Diagnosis requires specific questioning about dissociative phenomena. Sometimes long interviews, hypnosis or drug-assisted interviews (methohexital) are used, and the patient may be encouraged to keep a diary between visits. All these measures facilitate personality change during the assessment process. Specially designed questionnaires may be helpful.

The psychiatrist may also attempt to directly contact other personalities by inviting the part of the mind responsible for the behavior for which the patient developed amnesia or for which depersonalization and derealization were observed to speak.

Treatment for Dissociative Identity Disorder

Integration of the personality is the most desirable outcome. Medications can help treat symptoms of depression, anxiety, impulsivity, and substance abuse, but treatment to achieve integration is based on psychotherapy. For patients who cannot or do not want to integrate, the goal of treatment is to facilitate cooperation and collaboration between the personalities and to reduce symptoms.

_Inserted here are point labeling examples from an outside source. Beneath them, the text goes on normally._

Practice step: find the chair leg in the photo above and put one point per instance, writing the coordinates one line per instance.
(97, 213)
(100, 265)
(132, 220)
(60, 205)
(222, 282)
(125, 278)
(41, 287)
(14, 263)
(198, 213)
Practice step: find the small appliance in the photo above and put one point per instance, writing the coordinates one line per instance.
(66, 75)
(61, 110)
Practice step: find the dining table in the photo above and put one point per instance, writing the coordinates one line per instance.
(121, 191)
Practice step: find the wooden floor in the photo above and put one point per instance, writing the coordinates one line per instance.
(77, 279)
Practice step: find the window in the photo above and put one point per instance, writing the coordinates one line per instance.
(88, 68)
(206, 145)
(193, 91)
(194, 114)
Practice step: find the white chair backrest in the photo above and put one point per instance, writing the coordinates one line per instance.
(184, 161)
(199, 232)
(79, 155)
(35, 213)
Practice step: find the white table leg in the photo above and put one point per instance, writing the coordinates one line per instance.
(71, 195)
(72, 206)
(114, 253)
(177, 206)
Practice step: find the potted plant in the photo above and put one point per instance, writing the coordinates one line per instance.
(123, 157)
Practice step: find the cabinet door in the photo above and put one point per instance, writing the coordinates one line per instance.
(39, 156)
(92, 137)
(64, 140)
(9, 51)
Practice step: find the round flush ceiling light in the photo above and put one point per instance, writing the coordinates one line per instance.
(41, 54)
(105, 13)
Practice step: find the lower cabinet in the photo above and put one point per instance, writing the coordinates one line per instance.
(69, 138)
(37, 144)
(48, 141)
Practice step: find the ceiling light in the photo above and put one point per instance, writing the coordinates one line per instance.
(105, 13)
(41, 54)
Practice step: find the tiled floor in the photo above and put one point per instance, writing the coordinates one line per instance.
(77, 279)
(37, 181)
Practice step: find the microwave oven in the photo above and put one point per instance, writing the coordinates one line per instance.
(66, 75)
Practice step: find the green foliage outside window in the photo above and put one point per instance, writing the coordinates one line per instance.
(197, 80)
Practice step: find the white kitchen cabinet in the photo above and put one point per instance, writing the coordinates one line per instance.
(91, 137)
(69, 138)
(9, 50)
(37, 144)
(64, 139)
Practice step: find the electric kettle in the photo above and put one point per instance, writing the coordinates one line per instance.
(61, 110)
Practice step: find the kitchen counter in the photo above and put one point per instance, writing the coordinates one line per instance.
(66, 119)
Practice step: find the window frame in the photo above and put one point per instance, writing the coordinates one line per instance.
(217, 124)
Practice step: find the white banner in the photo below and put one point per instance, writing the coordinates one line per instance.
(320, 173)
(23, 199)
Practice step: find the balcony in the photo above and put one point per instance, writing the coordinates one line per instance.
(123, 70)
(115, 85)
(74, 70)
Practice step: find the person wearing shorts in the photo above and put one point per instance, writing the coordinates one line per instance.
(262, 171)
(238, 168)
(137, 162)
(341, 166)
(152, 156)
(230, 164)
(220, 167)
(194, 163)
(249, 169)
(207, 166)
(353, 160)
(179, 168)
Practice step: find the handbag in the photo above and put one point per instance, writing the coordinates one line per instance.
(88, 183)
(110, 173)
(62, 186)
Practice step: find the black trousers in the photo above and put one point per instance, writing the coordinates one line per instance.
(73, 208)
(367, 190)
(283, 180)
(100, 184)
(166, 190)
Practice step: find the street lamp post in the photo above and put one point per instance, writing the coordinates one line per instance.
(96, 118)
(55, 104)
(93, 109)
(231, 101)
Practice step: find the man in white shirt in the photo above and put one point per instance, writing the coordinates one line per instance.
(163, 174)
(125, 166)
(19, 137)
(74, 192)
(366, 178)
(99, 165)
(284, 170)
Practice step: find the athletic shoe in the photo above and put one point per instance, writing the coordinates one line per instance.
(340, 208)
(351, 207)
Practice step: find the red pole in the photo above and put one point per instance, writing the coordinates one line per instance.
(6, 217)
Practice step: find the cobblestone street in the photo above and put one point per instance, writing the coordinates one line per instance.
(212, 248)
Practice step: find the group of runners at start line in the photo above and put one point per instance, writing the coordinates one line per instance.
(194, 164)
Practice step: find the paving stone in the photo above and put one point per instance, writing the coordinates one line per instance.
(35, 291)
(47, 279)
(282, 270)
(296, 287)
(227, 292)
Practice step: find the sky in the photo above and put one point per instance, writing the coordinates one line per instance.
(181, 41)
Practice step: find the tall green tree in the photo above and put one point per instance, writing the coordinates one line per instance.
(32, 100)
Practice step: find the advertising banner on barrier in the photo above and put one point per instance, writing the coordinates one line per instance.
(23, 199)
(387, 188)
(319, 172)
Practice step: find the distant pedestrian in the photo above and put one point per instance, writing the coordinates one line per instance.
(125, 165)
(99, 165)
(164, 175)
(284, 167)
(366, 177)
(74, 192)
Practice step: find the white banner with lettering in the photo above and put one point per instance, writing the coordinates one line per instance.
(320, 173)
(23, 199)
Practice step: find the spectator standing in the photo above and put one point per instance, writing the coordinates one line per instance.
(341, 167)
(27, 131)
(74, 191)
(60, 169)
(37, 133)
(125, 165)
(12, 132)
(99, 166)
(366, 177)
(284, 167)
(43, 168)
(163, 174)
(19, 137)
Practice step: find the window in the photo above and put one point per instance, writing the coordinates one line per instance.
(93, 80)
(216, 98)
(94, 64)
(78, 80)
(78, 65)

The first step in psychotherapy is to provide the patient with a sense of safety before assessing traumatic experiences and exploring problematic personalities. Some patients benefit from hospitalization, where ongoing support and monitoring can help with painful memories. Hypnosis is often used to explore traumatic memories and reduce their impact. Hypnosis can also help to access personalities, facilitate communication between them, stabilize them, and interpret them. When the causes of dissociation are worked through, therapy can reach a point where the patient's personalities, relationships, and social functioning can be reunited, integrated, and restored. Some integration may occur spontaneously. Integration may be facilitated by negotiation and a fusion mindset, or integration may be facilitated by the technique of "image superposition" and hypnotic suggestion.

Prognosis of dissociative identity disorder

Symptoms wax and wane spontaneously, but dissociative identity disorder does not resolve spontaneously. Patients can be divided into three groups. Patients in Group 1 have predominantly dissociative symptoms and posttraumatic features, generally function well, and recover fully with treatment. Patients in Group 2 have dissociative symptoms combined with symptoms of other disorders, such as personality disorders, mood disorders, eating disorders, and substance use disorders. These patients recover more slowly, and treatment is less successful or longer lasting and difficult for the patient. Patients in Group 3 not only have significant symptoms of other mental disorders, but may also remain emotionally attached to their alleged abusers. These patients often require long-term treatment, the goal of which is primarily to help control symptoms rather than to achieve integration.